Long Island, Newstead

Against that backdrop, Cavcorp’s Long Island precinct in Newstead represents a deliberate exercise in applied urban theory rather than speculative development.

The precinct is anchored by Total Fusion Platinum — a four-level, 40-plus class wellness facility operating across Brisbane’s Newstead Gasworks district. At capacity, Total Fusion accommodates more than 10,000 members and generates over 2,000 daily active member visits through the precinct. By the metrics the retail analysts apply, it functions as exactly what the research describes: an anchor tenant that drives foot traffic, creates routine, and supports the viability of the surrounding commercial environment.
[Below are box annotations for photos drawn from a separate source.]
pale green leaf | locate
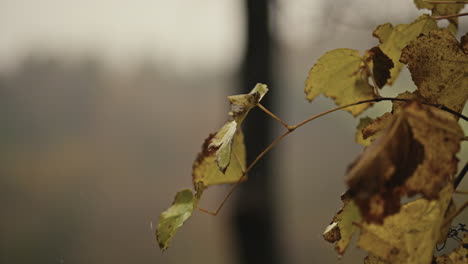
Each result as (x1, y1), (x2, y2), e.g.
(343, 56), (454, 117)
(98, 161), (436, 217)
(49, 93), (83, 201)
(192, 129), (246, 192)
(208, 120), (237, 172)
(156, 189), (197, 250)
(228, 83), (268, 125)
(323, 193), (361, 255)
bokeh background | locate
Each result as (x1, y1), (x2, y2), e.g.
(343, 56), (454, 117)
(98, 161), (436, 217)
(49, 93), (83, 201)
(0, 0), (468, 264)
The wider precinct extends that framework into the residential interface. Farmers’ markets, curated dining and retail, piazza activations, and a locally produced community lifestyle guide — The 15 Minute City — have been integrated as part of an ongoing placemaking strategy. The Cavalé+ management program, operating across Cavcorp’s residential portfolio, supports resident activation and community engagement at the building level.

The investment thesis is supported by Cavcorp’s internal data across its Newstead residential portfolio: rental yields have tracked consistently 2% or more above comparable non-wellness-integrated stock in the same precinct, with capital growth differentials of up to 28% and measurable improvements in tenant retention relative to market benchmarks.

The Underlying Principle

What distinguishes the most effective examples of this model — whether in public policy or private development — is the degree to which wellness is treated as infrastructure rather than amenity. The 15-minute city works not because it offers wellness as an optional feature, but because it removes the friction between residents and the behaviours that sustain health. The Blue Zones work not because residents are disciplined, but because their environments make healthy choices the default.

The commercial real estate literature increasingly reflects the same insight. Buildings and precincts that embed wellness into the daily structure of resident life — not as a rooftop add-on but as a design principle — are outperforming those that do not, across yield, capital growth, and occupancy metrics.

The data supports a straightforward conclusion: the quality of a neighbourhood’s design is not incidental to the value of property within it. It is a primary determinant.